Further enflaming the protestors’ rage is the Carrie Lam administration’s obstinacy to heed the people’s demands by refusing to dialogue or show any compromise. In the face of the mass protests that manifested the will of the people against the unpopular and unacceptable proposal, the Lam administration declared the bill “dead” but there has not been any move to fully withdraw the bill from future legislation.
Meanwhile, the central government, instead of seeking appropriate political solutions, is threatening troop deployment.
At a press conference Monday, July 29, the spokesperson of the State Council’s Hong Kong and Macau Affairs Office reportedly condemned the demonstrations for exceeding “the boundaries of acceptable protest” and warned about the “cost to the society” if Hong Kong is in “chaos”. The spokesperson dismissed civil disobedience as violence and breaking the law.
In reality the movement against the extradition law is democratic and involves a broad alliance of organizations with different levels of political awareness and readiness. Those not yet ready for street actions are mobilized to do various tasks, including auxiliary support for those marching such as first aid and logistics.
The current movement utilizes both online and offline organizing. There are hundreds of online chat groups discussing the burning issues of Hong Kong and planning the next public actions.
The extent of protest art is also noteworthy. “Lennon Walls” featuring thousands of Post-it notes documenting people’s anger and hope have sprung up all over town, allowing individual sentiments to be galvanized into common aspirations. Online and offline posters tackling various issues are proliferating.

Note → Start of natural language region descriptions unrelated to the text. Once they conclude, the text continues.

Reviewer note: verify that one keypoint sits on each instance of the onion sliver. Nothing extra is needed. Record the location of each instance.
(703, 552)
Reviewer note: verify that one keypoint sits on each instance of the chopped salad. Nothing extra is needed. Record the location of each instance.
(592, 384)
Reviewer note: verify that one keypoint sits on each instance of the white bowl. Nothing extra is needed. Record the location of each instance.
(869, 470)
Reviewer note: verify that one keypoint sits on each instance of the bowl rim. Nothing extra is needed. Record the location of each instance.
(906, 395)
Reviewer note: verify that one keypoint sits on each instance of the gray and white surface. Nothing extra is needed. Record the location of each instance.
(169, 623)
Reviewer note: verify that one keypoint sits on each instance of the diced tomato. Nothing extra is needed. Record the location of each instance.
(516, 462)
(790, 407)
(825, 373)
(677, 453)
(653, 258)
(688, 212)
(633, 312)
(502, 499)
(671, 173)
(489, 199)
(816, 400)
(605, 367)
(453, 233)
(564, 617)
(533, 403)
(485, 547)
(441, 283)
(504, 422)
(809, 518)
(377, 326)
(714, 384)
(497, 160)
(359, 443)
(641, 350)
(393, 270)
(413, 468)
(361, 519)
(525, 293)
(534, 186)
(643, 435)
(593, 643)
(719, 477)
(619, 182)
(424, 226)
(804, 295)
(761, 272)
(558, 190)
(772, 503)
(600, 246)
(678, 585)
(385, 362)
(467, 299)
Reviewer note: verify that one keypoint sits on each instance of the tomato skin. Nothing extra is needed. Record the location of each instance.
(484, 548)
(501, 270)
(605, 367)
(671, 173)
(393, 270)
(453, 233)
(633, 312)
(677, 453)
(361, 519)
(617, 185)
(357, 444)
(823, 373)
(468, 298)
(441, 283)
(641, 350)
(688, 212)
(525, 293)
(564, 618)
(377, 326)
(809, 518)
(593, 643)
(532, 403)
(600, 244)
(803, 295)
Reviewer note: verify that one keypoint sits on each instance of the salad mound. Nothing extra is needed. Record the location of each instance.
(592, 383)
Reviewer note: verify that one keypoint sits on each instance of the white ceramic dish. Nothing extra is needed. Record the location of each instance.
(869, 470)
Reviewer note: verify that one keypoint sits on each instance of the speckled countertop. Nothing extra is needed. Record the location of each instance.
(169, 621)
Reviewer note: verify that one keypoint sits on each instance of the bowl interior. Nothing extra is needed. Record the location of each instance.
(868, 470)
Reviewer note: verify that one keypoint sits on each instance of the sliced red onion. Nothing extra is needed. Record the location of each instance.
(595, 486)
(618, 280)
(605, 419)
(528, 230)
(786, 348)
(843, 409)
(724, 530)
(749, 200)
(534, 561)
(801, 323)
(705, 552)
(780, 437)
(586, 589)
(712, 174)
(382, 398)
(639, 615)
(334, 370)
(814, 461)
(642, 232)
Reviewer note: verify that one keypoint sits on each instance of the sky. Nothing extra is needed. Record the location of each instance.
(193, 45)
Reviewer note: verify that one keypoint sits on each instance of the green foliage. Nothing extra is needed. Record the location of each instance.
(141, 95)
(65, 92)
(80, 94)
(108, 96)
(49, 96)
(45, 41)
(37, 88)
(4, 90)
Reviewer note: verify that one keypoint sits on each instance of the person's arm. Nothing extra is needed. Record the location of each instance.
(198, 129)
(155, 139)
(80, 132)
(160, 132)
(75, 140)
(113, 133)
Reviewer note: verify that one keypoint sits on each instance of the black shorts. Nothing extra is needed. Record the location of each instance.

While the core calls of the protest actions remain centered on the extradition law and police actions against protesters, some segments have also laid down basic issues of lack of jobs, lack of proper housing, the growing gap between the rich and the poor, low wage levels, long working hours, high cost of living and other economic concerns of the people in Hong Kong.
The ILPS supports the calls for the Hong Kong government to totally withdraw the extradition bill, release arrested protesters and desist from branding the legitimate protest of the people as “riots”.
All residents in Hong Kong must persist in their legitimate cause to respect the one country, two systems principle and stand guard against foreign powers, led by the USA, from riding on the issue to instigate the separation of Hong Kong from China. As well, they must also be conscious of rabble-rousers and infiltrators who attempt to sabotage the integrity of their cause.
We look forward to the strengthening and growing political clarity of solid mass organizations of the people in Hong Kong in order to broaden the struggle against all attacks on political, civil, social and economic rights.
Add Oil!* Get organized!
Resist state repression!
Defend democratic rights in Hong Kong!
*Add oil (Chinese: 加油; pinyin: jiā yóu; Jyutping: gaa1 jau4) is a Hong Kong English expression used as an encouragement and support to a person. Originated in Hong Kong, the phrase is commonly used by Chinese speakers in both English and Chinese. The phrase is the result of Chinglish, and is often described as “the hardest to translate well”. Add oil can be roughly translated as “Go for it”.